One of the most frustrating components of sanctions screening is that the lists of sanctioned parties is lengthy and constantly changing. To make matters worse, the fines associated with failing to comply with sanctions compliance is on the rise. In fact, penalties administered by the Office of Foreign Assets & Control (OFAC) for sanctions related violations nearly tripled between 2008-2011 and 2012-2015. Civil penalties totaling nearly $600 million were assessed by OFAC in 2015 for sanctions violations, with fines ranging anywhere from $38,000 to $300,000,000.*
Despite the heavy penalties associated with non-compliance, however, corporates have been slow in their adoption of sanctions screening tools. According to a recent survey, 35% of respondents indicated that they do not screen for sanctioned parties on outgoing or incoming messages, with 12% inadvertently making payments to or receiving payments from a sanctioned party in 2016.** This is troubling, the penalties being assessed against organizations that fail to comply.
This reluctance to implement sanctions screening software may be on account that it has generally been banks that have been held accountable for the screening of financial messages in the past. And with the list of sanctioned parties so vast and constantly under revision, many companies are under the impression that the implementation of sanctions screening software is too burdensome a project to undertake.

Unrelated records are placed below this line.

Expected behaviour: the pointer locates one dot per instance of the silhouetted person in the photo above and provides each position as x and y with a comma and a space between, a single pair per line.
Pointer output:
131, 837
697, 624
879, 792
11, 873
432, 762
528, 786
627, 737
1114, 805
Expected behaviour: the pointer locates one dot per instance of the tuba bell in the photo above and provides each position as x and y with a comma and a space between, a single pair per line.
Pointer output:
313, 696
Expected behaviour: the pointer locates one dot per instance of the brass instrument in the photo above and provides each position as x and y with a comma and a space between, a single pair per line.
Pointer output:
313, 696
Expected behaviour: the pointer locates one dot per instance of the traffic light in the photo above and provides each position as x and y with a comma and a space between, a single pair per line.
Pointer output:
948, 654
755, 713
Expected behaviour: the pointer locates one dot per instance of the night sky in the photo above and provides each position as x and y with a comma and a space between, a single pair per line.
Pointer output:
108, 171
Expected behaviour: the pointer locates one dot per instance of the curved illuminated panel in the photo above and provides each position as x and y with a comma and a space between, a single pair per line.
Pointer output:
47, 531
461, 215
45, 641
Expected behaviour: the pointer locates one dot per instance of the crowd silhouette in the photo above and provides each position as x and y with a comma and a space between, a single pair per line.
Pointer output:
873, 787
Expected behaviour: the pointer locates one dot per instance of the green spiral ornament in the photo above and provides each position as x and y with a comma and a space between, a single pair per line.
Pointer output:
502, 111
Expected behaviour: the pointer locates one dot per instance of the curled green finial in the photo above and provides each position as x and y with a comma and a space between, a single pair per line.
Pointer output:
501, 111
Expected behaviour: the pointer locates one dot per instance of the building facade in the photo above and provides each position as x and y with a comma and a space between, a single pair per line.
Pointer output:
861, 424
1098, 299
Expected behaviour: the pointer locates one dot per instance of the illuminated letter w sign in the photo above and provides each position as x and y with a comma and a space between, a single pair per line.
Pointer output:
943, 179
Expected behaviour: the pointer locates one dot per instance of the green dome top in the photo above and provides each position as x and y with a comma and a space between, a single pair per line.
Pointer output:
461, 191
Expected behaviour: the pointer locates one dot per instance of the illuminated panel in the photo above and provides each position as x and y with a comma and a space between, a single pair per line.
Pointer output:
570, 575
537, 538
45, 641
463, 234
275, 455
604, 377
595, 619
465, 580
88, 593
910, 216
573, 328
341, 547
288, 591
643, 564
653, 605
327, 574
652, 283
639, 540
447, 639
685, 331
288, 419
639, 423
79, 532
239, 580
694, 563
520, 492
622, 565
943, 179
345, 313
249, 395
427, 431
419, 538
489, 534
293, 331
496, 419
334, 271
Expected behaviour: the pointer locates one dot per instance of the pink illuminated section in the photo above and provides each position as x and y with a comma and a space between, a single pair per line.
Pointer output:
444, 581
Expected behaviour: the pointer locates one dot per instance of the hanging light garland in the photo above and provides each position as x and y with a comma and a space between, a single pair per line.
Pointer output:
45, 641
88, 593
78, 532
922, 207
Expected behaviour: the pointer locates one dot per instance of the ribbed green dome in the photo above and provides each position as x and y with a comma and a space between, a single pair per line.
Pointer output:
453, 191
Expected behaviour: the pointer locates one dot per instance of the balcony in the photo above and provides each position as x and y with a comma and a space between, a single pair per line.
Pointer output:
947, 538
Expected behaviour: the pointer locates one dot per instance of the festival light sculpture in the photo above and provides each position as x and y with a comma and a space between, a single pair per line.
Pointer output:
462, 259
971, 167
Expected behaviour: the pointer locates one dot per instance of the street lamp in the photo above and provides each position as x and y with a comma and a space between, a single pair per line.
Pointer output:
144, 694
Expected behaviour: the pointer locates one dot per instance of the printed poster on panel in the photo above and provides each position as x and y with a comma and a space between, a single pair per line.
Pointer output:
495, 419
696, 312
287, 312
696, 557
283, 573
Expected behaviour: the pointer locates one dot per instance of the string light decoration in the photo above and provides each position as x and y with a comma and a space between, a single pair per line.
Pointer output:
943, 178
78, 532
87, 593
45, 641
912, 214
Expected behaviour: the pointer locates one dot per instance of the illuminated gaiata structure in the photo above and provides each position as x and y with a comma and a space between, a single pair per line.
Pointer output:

However, through either your TMS or your treasury aggregator, the sanctions filtering process can be made much easier. All messages sent and received by a client can be automatically screened to ensure compliance of all relevant regulations with little-to-no manual intervention. By implementing sanctions screening through your TMS or treasury aggregator, a payment could be stopped in its tracks prior to being sent to the bank, at which time it becomes a reportable event, thus saving your organization hundreds, thousands, or even millions of dollars in penalties.
Considering sanctions screening as a part of your implementation sets your team and organization up for success in future years. You’ll avoid headache, and can rest assured knowing you’ve implemented a well-rounded solution.
Footnotes:
* Annual penalties assessed statistics provided by www.treasury.gov.
** Strategic Treasurer & Bottomline Technologies. “Treasury Fraud & Controls.” Survey. StrategicTreasurer.com. 2016.
Annie Reid
Director, Connectivity & Onboarding
Annie Reid is a Treasury Analyst working with Strategic Treasurer’s clients. A connectivity and bank onboarding specialist, she is the head of Strategic Treasurer’s bank onboarding team. When Strategic Treasurer’s clients make a major change that impacts their banking relationships, such as selecting new technology or a new treasury aggregator relationship, her team handles all of the ensuing communication and connectivity changes. This encompasses: information reporting and payments; making decisions regarding file formats and communication methodology; and handling all bank and technology firm calls and documentation management. For payment testing, her team creates a custom test case inventory and oversees and tracks all UAT and production testing. Annie works closely with SWIFT and is a SWIFT Certified Trainer currently delivering training to corporates and bankers on SWIFT for Corporates and Alliance Lite 2.